Same Food, Different Name: Former Red Hen Showcases its Golden Egg – Chef/Owner

The Red Hen flew the coop..well not really. Red Hen Bistro just has a new name – Robert Andrew’s Kitchen, which is more suitable because it’s all about Robert. I’m not bragging about him; it’s just that he handles his kitchen all by his lonesome self. Why, because he’s a perfectionist at his craft and doesn’t want any dish going out beneath his standard of excellence.

flatbread with tomato and white bean dip

flatbread with tomato and white bean dip

And so we returned to the same location with only a different name on the door and some updated selections on the menu for spring. I don’t always like change, but this change is sublime. Quite honestly, my meal is not affected by the name on the door. We were seated at the table in the front window that faces all the other diners, feeling like we were looking upon our people. These were not ‘my people’ for sure. What has happened to eating etiquette?

Two tables in front of and perpendicular to us, there was a man in his 50s who received the succulent-looking pistachio-crusted rack of lamb. I ogled as he shoveled all of the vegetables forkful upon forkful into his gaping mouth.
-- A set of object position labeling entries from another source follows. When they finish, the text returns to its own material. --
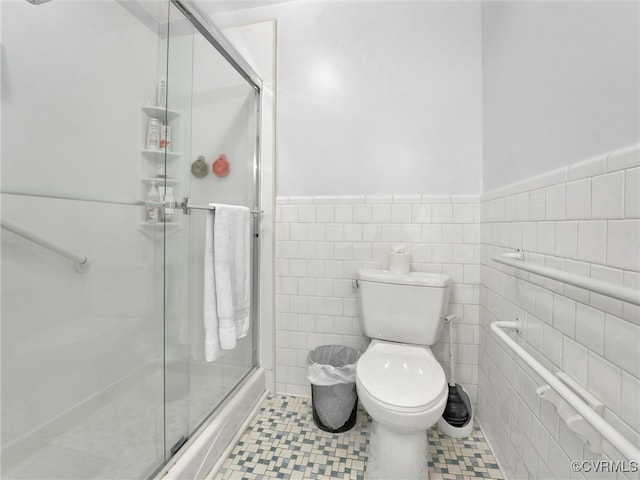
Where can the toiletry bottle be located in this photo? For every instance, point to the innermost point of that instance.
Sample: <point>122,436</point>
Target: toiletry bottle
<point>153,197</point>
<point>165,137</point>
<point>168,197</point>
<point>153,134</point>
<point>162,92</point>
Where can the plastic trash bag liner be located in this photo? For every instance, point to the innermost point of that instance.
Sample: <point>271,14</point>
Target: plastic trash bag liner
<point>332,373</point>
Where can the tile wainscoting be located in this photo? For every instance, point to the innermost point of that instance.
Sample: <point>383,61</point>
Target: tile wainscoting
<point>582,219</point>
<point>322,241</point>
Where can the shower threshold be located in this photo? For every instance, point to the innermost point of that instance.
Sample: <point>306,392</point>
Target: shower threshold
<point>207,449</point>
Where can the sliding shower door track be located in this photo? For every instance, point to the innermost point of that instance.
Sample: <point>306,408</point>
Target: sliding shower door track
<point>53,196</point>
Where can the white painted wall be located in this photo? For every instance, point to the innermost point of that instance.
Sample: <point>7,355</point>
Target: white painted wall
<point>382,99</point>
<point>560,84</point>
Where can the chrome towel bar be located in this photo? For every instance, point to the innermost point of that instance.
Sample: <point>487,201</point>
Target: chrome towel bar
<point>619,292</point>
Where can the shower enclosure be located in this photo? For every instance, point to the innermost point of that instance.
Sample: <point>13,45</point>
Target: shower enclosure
<point>103,368</point>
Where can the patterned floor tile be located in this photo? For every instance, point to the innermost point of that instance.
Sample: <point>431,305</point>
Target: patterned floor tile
<point>283,442</point>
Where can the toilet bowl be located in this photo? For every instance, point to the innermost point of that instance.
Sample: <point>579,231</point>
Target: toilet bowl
<point>399,381</point>
<point>404,390</point>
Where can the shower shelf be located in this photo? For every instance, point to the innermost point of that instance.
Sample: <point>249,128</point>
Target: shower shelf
<point>160,154</point>
<point>168,181</point>
<point>161,113</point>
<point>156,230</point>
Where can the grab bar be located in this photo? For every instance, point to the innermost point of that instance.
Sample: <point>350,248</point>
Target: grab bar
<point>80,262</point>
<point>614,437</point>
<point>619,292</point>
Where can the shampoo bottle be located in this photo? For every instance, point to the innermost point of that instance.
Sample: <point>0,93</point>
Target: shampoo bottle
<point>153,197</point>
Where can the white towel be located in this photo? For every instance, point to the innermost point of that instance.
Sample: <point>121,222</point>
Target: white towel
<point>226,278</point>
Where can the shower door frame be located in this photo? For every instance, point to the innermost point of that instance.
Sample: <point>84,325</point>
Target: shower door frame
<point>214,37</point>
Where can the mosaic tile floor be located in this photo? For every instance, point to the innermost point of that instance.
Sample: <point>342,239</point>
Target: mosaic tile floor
<point>283,442</point>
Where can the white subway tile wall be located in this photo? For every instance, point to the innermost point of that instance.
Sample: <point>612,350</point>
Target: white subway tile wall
<point>583,219</point>
<point>322,241</point>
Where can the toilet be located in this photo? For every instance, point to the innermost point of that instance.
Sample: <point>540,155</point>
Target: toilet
<point>399,382</point>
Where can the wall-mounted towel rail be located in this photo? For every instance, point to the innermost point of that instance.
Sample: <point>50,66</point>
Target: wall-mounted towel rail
<point>80,262</point>
<point>612,290</point>
<point>614,437</point>
<point>186,207</point>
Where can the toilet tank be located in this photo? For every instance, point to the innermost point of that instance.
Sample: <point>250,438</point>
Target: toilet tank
<point>403,307</point>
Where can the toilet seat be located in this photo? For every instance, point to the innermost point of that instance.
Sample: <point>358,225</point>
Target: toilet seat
<point>401,378</point>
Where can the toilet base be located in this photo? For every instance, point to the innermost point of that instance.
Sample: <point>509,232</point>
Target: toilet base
<point>396,455</point>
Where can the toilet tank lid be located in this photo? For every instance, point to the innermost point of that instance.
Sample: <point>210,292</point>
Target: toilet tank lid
<point>420,279</point>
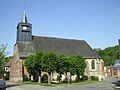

Echoes of my childhood filled the air: “Chew what’s in your mouth before putting more in.” It was like observing an eagle landing in a field with its wings spread to prevent a predator from stealing its food. Then, he began to attack the bones, picking them up and gnawing on them like a dog in training for a street fight. These were not ‘my people’.

We felt like we were hosting our own dinner party, and we were the guests of honor or royalty. The other diners glanced our way from time to time. I had fun pretending they were the peasants, but even jesters would have better manners. My attention was immediately pulled away from the savage beast when our appetizers floated down from the heavens onto our table: seared day boat scallops/fennel vinaigrette/parsley oil/blood orange salad/buttermilk foam/snow pea shoots (yes, that was one dish) and African adobo spiced tuna, seared/mango and avocado salsa/champagne cucumber noodles/crispy plantain chips. All the components played nicely together and were harmonious in color and contrasting textures. The hostess stopped in mid-question when she saw the enjoyment worn upon my facial expressions: “how is….” I said I hoped I wasn’t too loud with my mmmm’s.Day Boat Scallops

Spiced Tuna

Spiced Tuna

  My preference is to order a different entrée than my dining partner so I can sneak a taste of more than one. But the description of the new Chilean Sea Bass dish (pan roasted/caramelized shitake mushrooms/shaved asparagus with shallot and pancetta vinaigrette/crispy potato dumplings) hooked my selfishness to explore every morsel on that plate without having to share a bite and to be able to steal more of it if he couldn’t finish. During my last few bites, I glanced up to now see a 60-something couple directly in front of us, texting and playing games on their phones as their food is being placed in front of them. Really? I overheard the woman comment earlier on the amuse bouche (mushroom flan with vegetable ratatouille and braised short rib meat in an egg shell) how it tasted like rice pilaf! She was so immersed in her video game, she didn’t even taste or know what she was eating. It actually took some effort not to tell her that there was no rice in there. It was slanderous and disrespectful to Robert’s artful and carefully crafted creation. She was not worthy.

Chilean Sea Bass

Chilean Sea Bass

It took every spoonful of the banana croissant bread pudding to ease my mind and distract me from the kingdom of dining criminals before us. Oh, where has the honor gone for the culinary arts? I swear I am not a food snob; my mother just taught me how to respect and appreciate food and eat like a human.